I have implemented a simple Unet model like this:
class Unet(nn.Module):
def __init__(self):
super(Unet, self).__init__()
# Down hill1
self.conv1 = nn.Conv3d(1, 2, kernel_size=3, stride=1)
self.conv2 = nn.Conv3d(2, 2, kernel_size=3, stride=1)
# Down hill2
self.conv3 = nn.Conv3d(2, 4, kernel_size=3, stride=1)
self.conv4 = nn.Conv3d(4, 4, kernel_size=3, stride=1)
#up hill1
self.upConv1 = nn.Conv3d(4, 2, kernel_size=3, stride=1)
self.upConv2 = nn.Conv3d(2, 2, kernel_size=3, stride=1)
#up hill2
self.upConv3 = nn.Conv3d(2, 1, kernel_size=3, stride=1)
self.upConv4 = nn.Conv3d(1, 1, kernel_size=3, stride=1)
self.mp = nn.MaxPool3d(kernel_size=3, stride=2, padding=1)
From this i get the impression that i have 8 sets of weights. One set for each conv.
conv1.weight.data
conv2.weight.data
....
The documentation tells me i can update these weights through optim
optimizer = optim.Adam(unet.parameters(), lr=0.1)
pred = unet.forward(x)
loss = MyLossFunction(pred, y)
loss.backward()
optimizer.step()
For some reason i find it hard to believe that it will update all 8 sets of weights correctly using this approach.

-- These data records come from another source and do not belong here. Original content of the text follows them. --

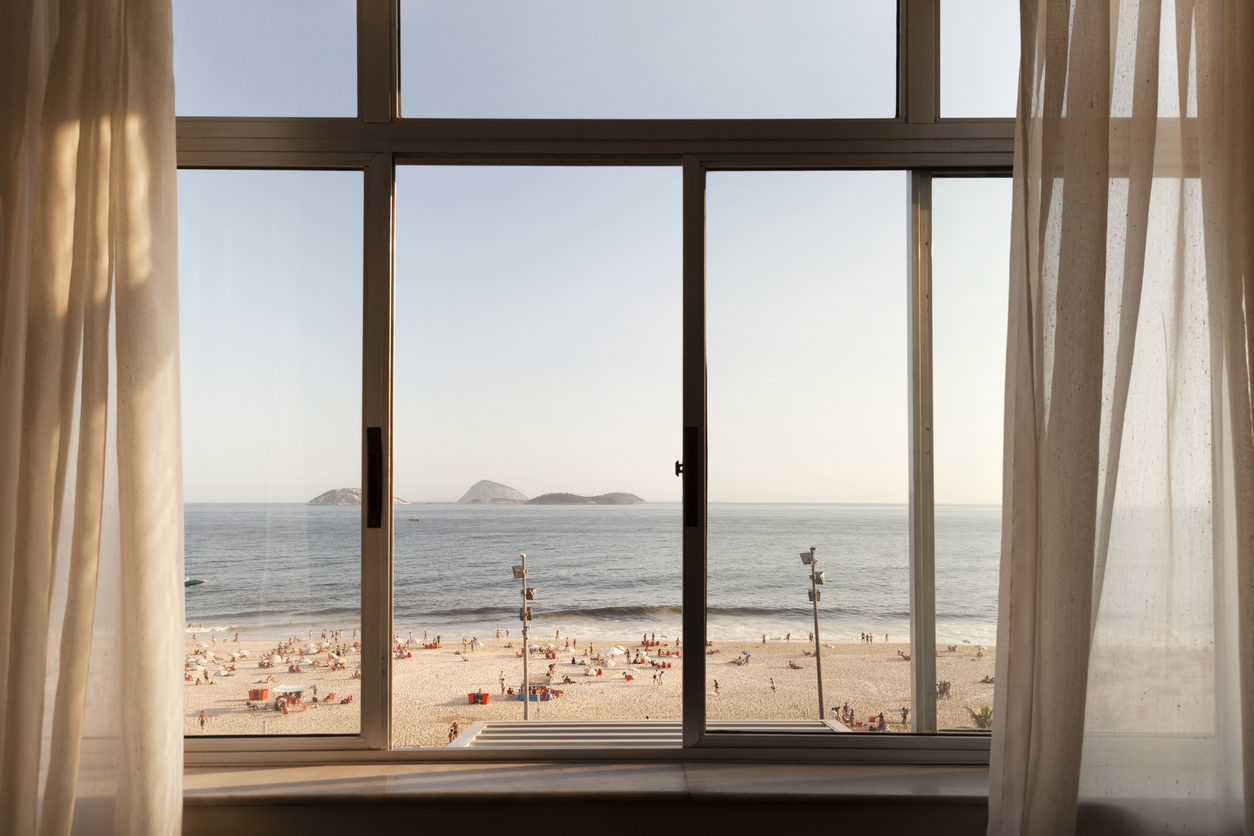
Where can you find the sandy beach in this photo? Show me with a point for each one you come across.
(430, 688)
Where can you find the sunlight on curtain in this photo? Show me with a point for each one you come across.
(1124, 698)
(90, 486)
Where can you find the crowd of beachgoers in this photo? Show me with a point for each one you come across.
(311, 684)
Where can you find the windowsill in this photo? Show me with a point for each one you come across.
(707, 797)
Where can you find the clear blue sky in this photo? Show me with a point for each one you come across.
(538, 308)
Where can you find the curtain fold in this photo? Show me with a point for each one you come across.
(90, 495)
(1125, 697)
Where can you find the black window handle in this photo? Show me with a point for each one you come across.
(374, 478)
(692, 474)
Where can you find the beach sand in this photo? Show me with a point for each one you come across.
(430, 688)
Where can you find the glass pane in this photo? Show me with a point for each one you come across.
(648, 59)
(980, 49)
(270, 317)
(971, 236)
(806, 312)
(538, 379)
(266, 58)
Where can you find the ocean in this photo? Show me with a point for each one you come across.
(601, 570)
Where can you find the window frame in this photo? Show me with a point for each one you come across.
(379, 139)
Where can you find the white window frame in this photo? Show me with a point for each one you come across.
(916, 141)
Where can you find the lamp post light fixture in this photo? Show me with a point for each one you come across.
(816, 579)
(524, 614)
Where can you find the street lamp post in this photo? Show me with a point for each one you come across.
(816, 579)
(524, 613)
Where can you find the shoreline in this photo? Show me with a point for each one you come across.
(430, 687)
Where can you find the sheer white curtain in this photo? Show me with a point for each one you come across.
(1125, 674)
(90, 480)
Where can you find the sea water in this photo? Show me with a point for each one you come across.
(602, 570)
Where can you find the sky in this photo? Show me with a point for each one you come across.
(538, 310)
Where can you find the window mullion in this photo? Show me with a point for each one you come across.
(378, 60)
(922, 509)
(919, 60)
(376, 410)
(695, 478)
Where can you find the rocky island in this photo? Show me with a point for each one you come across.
(493, 493)
(345, 496)
(576, 499)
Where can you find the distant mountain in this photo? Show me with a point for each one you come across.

Theoretically the weights needs to be optimized through the use of the derivative of the loss function with respect to x. I can’t seem to find any connection between the loss function and the optimizer in that code. So how on earth can the optimizer figure out the derivative? The optimizer only seem to have knowledge about the model parameters and not the loss function.